60 lat temu żeńska reprezentacja wywalczyła brązowy medal igrzysk olimpijskich w Tokio. Polskie siatkarki przegrały tylko dwa mecze. – Inny klimat, ludzie, kultura, a do tego super organizacja, technika, elektronika. To nas przygniatało – wspomina w rozmowie z Anną Kozińską z tvpsport uczestniczka zmagań Krystyna Czajkowska-Rawska.
japonki poza zasięgiem
Siatkówka jako gra zespołowa zadebiutowała na igrzyskach olimpijskich w Tokio w 1964 roku. – Judo i siatkówka były ich sportami – wspomina siatkarka. Zawodniczki z Kraju Kwitnącej Wiśni okazały się nie do zatrzymania. W meczu finałowym Japonki wygrały ze Związkiem Sowieckim 3:0. – Przegrałyśmy z nimi tylko 1:3. Jako jedyna drużyna wygraliśmy z Japonkami seta (wszystkie mecze poza spotkaniem Polski z Japonia zakończyły się wynikami 3:0 – przyp. red.). Umiałyśmy sobie podpowiadać. Była jakaś dziurka w bloku, kiwnęłyśmy, udało się. Patrzenie na nie było jednak przyjemnością. Nie byłyśmy w stanie zbliżyć się do ich poziomu – nie ukrywa Czajkowska-Rawska. Ekipa Japonii grała w ówczesnych czasach grała na bardzo wysokim poziomie. – My umiałyśmy zrobić pady w przód, byłyśmy zżyte ze sprawnością, ale one? Od razu sto piłek na boisko, nowa zagrywka, której nie umiałyśmy przyjąć. Jak coś rozegrałyśmy, to było szczęście – przyznaje brązowa medalistka tamtych igrzysk. – Grałyśmy z nimi już na mistrzostwach świata w Brazylii w 1960 roku. Srogo nas potraktowały. Były nieduże, drobne, w ogóle jakieś dzikie. My stojąc w drodze na parkiet miałyśmy koszulki, więc się w nas wpatrywały. Same miały jakieś gąbki na biodrach – wspominała olimpijska medalistka.
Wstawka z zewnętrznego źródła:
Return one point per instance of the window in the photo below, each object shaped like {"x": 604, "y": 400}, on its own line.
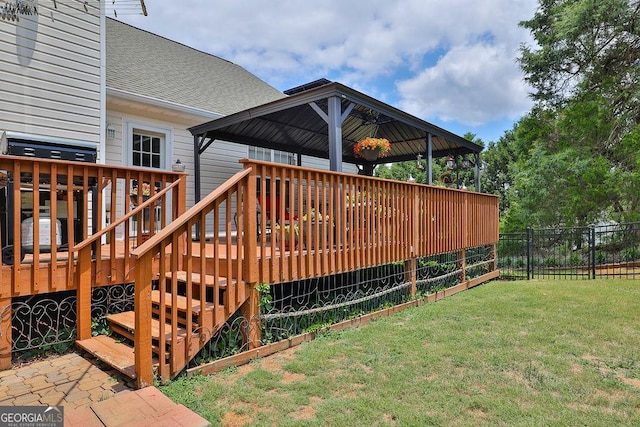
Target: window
{"x": 268, "y": 155}
{"x": 147, "y": 150}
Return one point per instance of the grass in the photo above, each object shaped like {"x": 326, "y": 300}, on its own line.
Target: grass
{"x": 505, "y": 353}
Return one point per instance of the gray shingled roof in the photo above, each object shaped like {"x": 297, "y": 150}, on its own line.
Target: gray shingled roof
{"x": 149, "y": 65}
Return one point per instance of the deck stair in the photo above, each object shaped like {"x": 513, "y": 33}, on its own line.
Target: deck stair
{"x": 206, "y": 319}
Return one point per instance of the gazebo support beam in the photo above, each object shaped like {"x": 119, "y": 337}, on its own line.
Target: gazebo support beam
{"x": 334, "y": 118}
{"x": 429, "y": 159}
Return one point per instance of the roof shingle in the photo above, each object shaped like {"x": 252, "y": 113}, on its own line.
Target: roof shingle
{"x": 149, "y": 65}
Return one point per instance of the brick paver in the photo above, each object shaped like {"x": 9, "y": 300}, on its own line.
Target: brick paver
{"x": 90, "y": 395}
{"x": 69, "y": 380}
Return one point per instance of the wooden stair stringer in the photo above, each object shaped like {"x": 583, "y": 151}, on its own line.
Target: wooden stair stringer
{"x": 119, "y": 353}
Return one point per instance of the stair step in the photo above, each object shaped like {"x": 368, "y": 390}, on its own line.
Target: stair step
{"x": 196, "y": 279}
{"x": 124, "y": 324}
{"x": 181, "y": 302}
{"x": 113, "y": 353}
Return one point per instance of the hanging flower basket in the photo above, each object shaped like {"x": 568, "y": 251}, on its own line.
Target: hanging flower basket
{"x": 372, "y": 148}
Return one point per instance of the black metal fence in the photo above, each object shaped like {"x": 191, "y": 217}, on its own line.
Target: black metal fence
{"x": 571, "y": 252}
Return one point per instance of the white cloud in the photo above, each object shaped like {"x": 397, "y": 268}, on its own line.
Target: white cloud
{"x": 386, "y": 49}
{"x": 471, "y": 84}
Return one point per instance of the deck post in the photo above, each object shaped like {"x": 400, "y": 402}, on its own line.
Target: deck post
{"x": 462, "y": 264}
{"x": 250, "y": 309}
{"x": 180, "y": 201}
{"x": 5, "y": 334}
{"x": 410, "y": 275}
{"x": 83, "y": 298}
{"x": 493, "y": 255}
{"x": 142, "y": 308}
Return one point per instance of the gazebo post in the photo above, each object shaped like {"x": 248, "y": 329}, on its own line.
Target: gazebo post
{"x": 335, "y": 134}
{"x": 429, "y": 159}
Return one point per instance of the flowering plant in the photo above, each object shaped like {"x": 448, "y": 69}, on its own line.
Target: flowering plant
{"x": 312, "y": 216}
{"x": 381, "y": 144}
{"x": 146, "y": 190}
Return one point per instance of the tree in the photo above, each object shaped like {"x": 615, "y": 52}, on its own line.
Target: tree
{"x": 584, "y": 133}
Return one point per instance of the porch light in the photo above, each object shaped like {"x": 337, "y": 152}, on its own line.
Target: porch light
{"x": 178, "y": 166}
{"x": 111, "y": 131}
{"x": 466, "y": 162}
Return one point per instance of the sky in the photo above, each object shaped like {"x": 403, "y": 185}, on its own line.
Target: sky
{"x": 452, "y": 63}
MEdal na który nikt nie liczył
Na polskie siatkarki nikt nie liczyły, co ciekawe, na igrzyska pojechały w zaledwie dziesięcioosobowym składzie w ramach „oszczędności”. – Ludzie nie liczyli, że coś możemy w ogóle zdobyć. „Pojechały, to pojechały”. Poza tym miałam odczucie, że niewiele osób tym się interesowało i niewiele osób obchodziło, co my robimy. Byłyśmy po prostu trochę w szarym ogonku – powiedziała Krystyna Jakubowska, podstawowa atakująca tamtej drużyny. Władza ludowa uznała, że w ramach oszczędności, zamiast wyznaczonych 12 zawodniczek do Tokio poleci 10, bo „przecież na boisku i tak jest miejsce tylko dla 6”. Medalu Polek w Tokio mogło jednak nie być. Bezcenne – i to dla całej olimpijskiej kadry – okazało się wsparcie rodaków z zagranicy. – Cała reprezentacja do Tokio było sfinalizowana przez Polonię. Dopiero wtedy dowiedziałyśmy się dlaczego podpisujemy tyle kartek, dla ludzi których nie znamy – opowiada Czajkowska-Rawska.
EgZotyczna wyprawa
Już sama podróż do Tokio była czymś niezwykłym. – LOT prowadził nas do Kopenhagi. Tam było pierwsze lądowanie. Potem lot na Alaskę i tam szukanie białych niedźwiedzi. Zachowywałyśmy się jak młodzież, a przecież miałyśmy po 30 lat. Sama miałam 28. Wreszcie Tokio. Jak już ląduje się na ziemi igrzysk, marzy się o krążku. Ale już samo uczestnictwo jest sukcesem – ocenia Czajkowska-Rawska, która brąz wywalczyła też w Meksyku w 1968 roku.